Quando a fábrica de roupas de seus filhos foi bombardeada em Aleppo, o empresário considerou duas opções desanimadoras: continuar na cidade e correr o risco de morrer no próximo ataque aéreo ou fugir, como centenas de milhares de sírios, para a Turquia.
Sua decisão, porém, foi diferente. Ele pegou todo seu dinheiro e foi para o leste, rumo a Raqqa, a capital de fato da força jihadista que mais cresce no mundo. Lá ele encontrou um grau de ordem e segurança inexistente em outras partes da Síria.
"O conflito na Síria vai continuar, então é preciso tocar a vida", disse o empresário Qadri, que não revelou seu sobrenome.

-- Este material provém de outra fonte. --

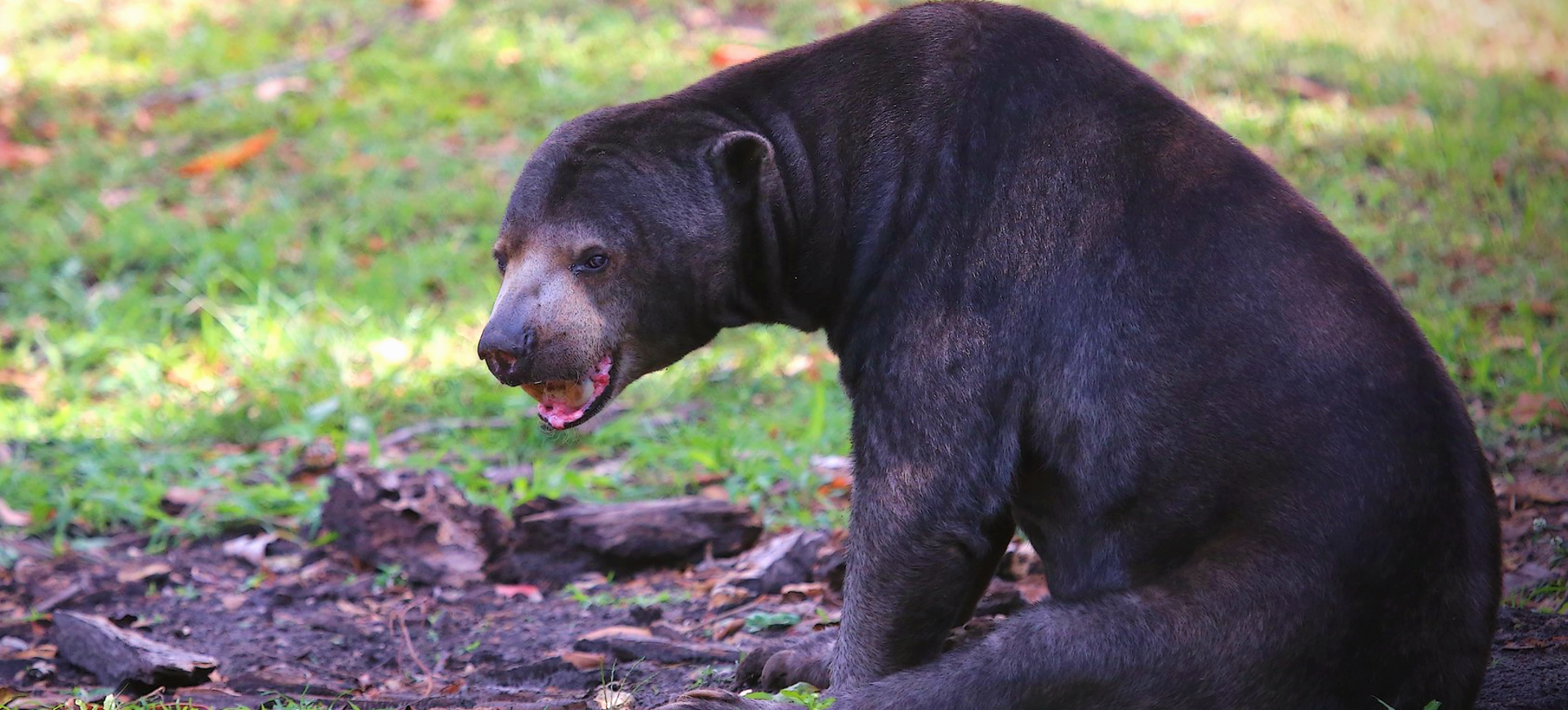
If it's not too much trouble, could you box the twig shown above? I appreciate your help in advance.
[136,8,412,107]
[381,417,518,448]
[397,601,436,698]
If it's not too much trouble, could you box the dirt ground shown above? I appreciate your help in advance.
[0,460,1568,710]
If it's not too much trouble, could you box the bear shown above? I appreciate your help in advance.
[479,0,1499,710]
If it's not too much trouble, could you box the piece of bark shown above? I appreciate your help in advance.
[486,497,762,589]
[51,611,218,688]
[572,633,740,663]
[719,530,828,594]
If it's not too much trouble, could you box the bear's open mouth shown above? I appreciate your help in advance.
[519,353,615,429]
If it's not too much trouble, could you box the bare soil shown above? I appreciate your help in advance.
[0,464,1568,710]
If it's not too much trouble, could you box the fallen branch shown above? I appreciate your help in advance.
[380,417,518,448]
[53,611,218,688]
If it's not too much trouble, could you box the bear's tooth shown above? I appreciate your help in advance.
[572,378,593,409]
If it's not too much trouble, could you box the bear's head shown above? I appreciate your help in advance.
[479,102,779,429]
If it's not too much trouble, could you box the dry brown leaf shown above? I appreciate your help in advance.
[496,584,544,601]
[254,77,310,104]
[707,42,767,69]
[223,533,278,567]
[580,627,654,641]
[561,650,604,671]
[114,562,174,584]
[180,128,278,177]
[593,685,637,710]
[14,644,60,658]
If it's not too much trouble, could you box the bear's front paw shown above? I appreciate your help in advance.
[735,628,839,693]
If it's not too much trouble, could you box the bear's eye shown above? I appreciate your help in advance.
[572,254,610,274]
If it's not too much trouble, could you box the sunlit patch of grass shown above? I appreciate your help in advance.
[0,0,1568,539]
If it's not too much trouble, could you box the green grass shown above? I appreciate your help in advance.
[0,0,1568,541]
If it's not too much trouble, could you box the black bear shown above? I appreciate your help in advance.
[479,2,1499,710]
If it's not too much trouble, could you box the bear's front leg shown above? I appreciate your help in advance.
[830,376,1018,694]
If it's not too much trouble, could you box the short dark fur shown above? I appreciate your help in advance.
[481,2,1498,710]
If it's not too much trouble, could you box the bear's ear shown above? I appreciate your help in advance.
[709,130,773,197]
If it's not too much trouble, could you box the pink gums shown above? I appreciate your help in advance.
[539,354,612,429]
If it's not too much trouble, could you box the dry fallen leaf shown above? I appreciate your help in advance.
[593,685,635,710]
[496,584,544,601]
[578,627,654,641]
[180,128,278,177]
[707,44,767,69]
[223,533,278,567]
[561,650,604,671]
[256,77,310,102]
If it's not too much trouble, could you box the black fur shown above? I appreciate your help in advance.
[486,2,1499,710]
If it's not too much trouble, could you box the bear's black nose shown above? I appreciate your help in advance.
[480,322,538,385]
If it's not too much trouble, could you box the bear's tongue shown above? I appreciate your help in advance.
[522,375,595,415]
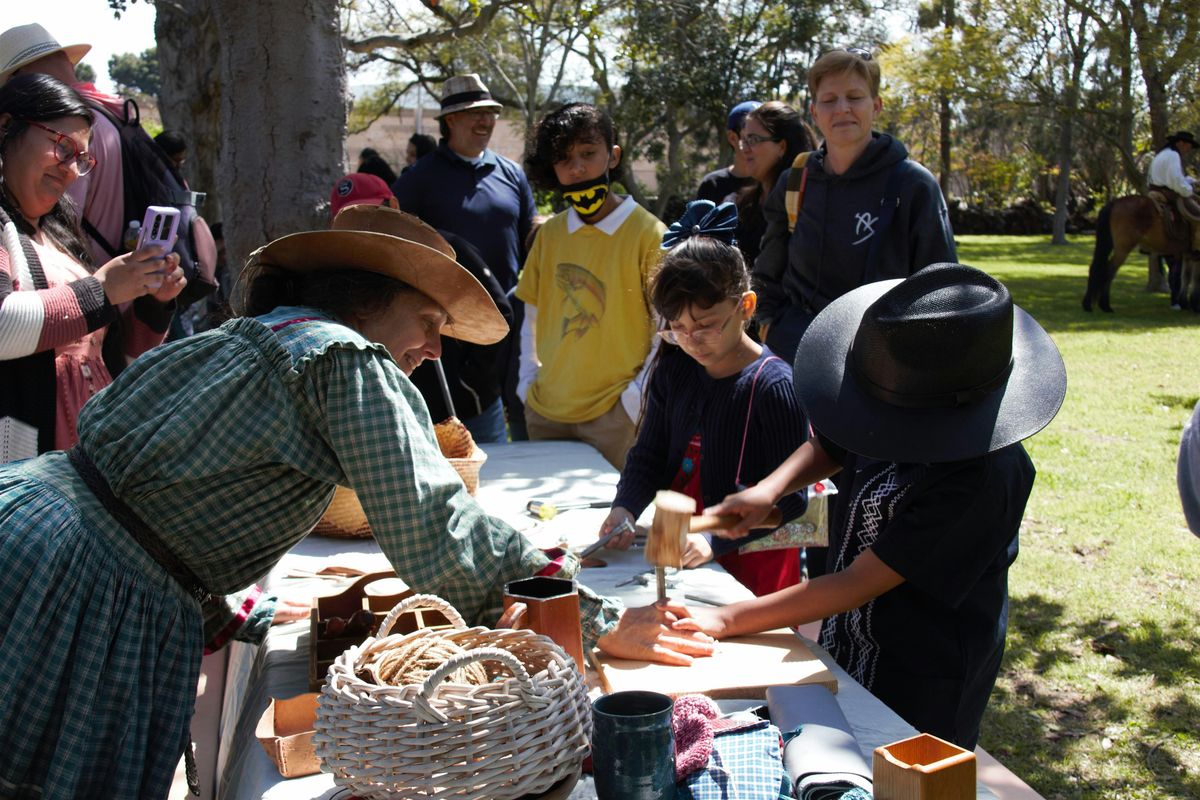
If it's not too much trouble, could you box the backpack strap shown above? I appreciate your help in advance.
[863,158,912,283]
[784,150,812,234]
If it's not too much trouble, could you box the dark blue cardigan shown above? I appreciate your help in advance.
[613,345,809,555]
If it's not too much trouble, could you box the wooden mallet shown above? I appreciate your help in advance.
[646,491,782,601]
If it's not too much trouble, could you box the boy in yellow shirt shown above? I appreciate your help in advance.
[516,103,665,469]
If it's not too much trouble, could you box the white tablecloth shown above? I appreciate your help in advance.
[217,441,1020,800]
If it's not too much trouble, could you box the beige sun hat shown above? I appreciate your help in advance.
[0,23,91,85]
[436,73,504,120]
[251,205,509,344]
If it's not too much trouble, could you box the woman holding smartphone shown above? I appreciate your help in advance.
[0,73,186,452]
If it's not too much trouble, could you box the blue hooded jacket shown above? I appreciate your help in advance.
[754,133,958,321]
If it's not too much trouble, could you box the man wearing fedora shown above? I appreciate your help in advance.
[392,74,535,438]
[1146,131,1200,258]
[660,264,1067,750]
[0,23,126,264]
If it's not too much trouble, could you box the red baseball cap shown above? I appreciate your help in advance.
[329,173,396,219]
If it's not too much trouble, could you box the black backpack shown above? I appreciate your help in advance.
[80,98,217,309]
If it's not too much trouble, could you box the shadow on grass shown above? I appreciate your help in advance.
[1150,395,1200,411]
[980,595,1200,800]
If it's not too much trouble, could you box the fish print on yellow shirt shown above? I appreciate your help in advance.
[554,261,605,338]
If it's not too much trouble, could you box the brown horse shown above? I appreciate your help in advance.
[1084,194,1200,312]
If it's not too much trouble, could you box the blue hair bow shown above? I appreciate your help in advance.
[662,200,738,249]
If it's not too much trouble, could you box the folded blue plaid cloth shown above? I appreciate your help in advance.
[677,720,792,800]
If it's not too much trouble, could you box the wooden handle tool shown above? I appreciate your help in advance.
[646,492,696,601]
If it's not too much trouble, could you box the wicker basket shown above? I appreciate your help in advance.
[312,447,487,539]
[446,446,487,494]
[313,595,592,800]
[312,486,371,539]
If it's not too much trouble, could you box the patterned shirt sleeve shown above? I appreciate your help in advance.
[306,348,619,646]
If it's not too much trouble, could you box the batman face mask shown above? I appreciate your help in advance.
[562,169,608,217]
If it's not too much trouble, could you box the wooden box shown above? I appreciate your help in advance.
[254,693,320,777]
[308,571,450,692]
[871,733,976,800]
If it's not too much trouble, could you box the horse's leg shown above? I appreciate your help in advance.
[1084,203,1112,312]
[1146,253,1171,294]
[1099,242,1133,314]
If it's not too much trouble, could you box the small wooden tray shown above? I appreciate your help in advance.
[871,733,976,800]
[308,571,451,692]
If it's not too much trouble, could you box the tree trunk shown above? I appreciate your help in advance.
[1117,17,1145,192]
[937,0,958,200]
[654,108,684,219]
[1050,104,1078,245]
[212,0,346,278]
[154,0,221,223]
[1130,2,1168,148]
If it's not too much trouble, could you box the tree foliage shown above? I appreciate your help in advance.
[108,47,162,97]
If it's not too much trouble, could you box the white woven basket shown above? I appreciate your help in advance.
[313,595,592,800]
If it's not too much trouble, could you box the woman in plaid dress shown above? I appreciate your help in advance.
[0,206,712,798]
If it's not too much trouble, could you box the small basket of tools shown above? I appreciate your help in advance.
[313,595,592,800]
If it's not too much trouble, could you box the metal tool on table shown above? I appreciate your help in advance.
[580,519,637,560]
[646,491,782,602]
[526,500,612,519]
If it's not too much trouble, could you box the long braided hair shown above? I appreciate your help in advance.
[0,72,95,269]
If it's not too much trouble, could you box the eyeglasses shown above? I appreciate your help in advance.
[822,47,872,61]
[25,120,96,178]
[659,306,740,344]
[738,133,782,150]
[458,108,500,120]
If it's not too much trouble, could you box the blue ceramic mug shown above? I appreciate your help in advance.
[592,692,676,800]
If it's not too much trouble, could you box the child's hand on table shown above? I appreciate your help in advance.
[596,606,715,667]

Bem antes de extremistas entrarem no Iraque e tomarem grande parte do território, o grupo então conhecido como Estado Islâmico no Iraque e no Levante, ou EIIL, tomou o controle da maior parte da província de Raqqa, com população de cerca de 1 milhão, e montou um quartel-general em sua capital. O grupo, que agora adota a denominação de Estado Islâmico, ou EI, passou a impor seus preceitos à região.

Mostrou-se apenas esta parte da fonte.